Welcome (back) to Pituffik!

Have you ever had your flight delayed 24 hours? In polar work, it’s not uncommon. Despite this initial setback, the team has finally made it back to Pituffik Space Base in Greenland, ready to hit the ground running – but carefully (it’s icy!). We’ll be working here for the next eight weeks continuing our work on the SSHOW UP NASA PSTAR project, using our robot Icefin to explore the glaciers and subglacial channels of Wolstenholme Fjord, deploying long term moorings and monitoring instruments, and collecting water samples.

Before we tackle any science questions – we’ll discuss the season goals in an upcoming post – there’s first a lot of work to do in readying equipment. The first few days have been long, but extremely productive. Gear, everything from the winches and structures needed to deploy Icefin, to the sleds needed to tow equipment to the dive sites, to the sample processing equipment (including retrofitting a lab to be clean enough to process water samples) needed to be shipped up from New York, or else retrieved from where we’d stored it since last year; the first week is a lot of unpacking and inventorying.

Some of the equipment we’ve shipped up for this year, including all of Icefin, sampling equipment and instruments, and Icefin’s deployment frame. Other equipment travelled with the team, or was stored since last season.

Veronica showing off some expert sled lacing – these sleds will hold all our gear as we drive out on the ice on snowmobiles for each dive or water sampling expedition.

Very quickly, the robot pieces come out of the airline-friendly cases and are assembled and functionally tested. The electronics need to be assembled with batteries and checked that nothing has broken in transit. 

Our makeshift engineering lab is set up in the National Science Foundation dormitory, and is where we prepare and test Icefin.

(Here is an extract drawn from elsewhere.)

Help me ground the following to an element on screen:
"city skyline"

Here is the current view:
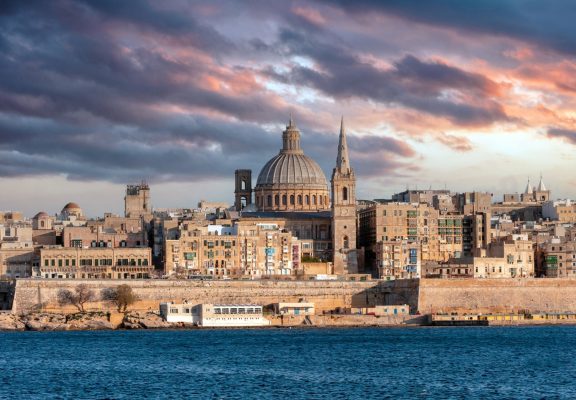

Dr. Brandi Revels and Veronica Hegelein presenting the retrofitting of the sample processing lab into a clean lab, so that samples taken from the fjord can be processed without contamination before being tested for microbes and metals.

Dr. Brandi Revels and Veronica Hegelein showing off the new water sampling cleanroom.

Follow along on our adventures, both here and our social media channels!

This work would not be possible without the support of Polar Field Services and our hardworking mechanic Matt Anfinson; and the Greenlandic, Danish, and American staff here at Pituffik. 

The incredble moonrise over a distant Rasmussen glacier from the ice.

We are reminded of both the privilege to be in this amazing place – sharing it with humans of many cultures and languages – and also the duty to do the most good and to share the best science we can do with the most people we can reach.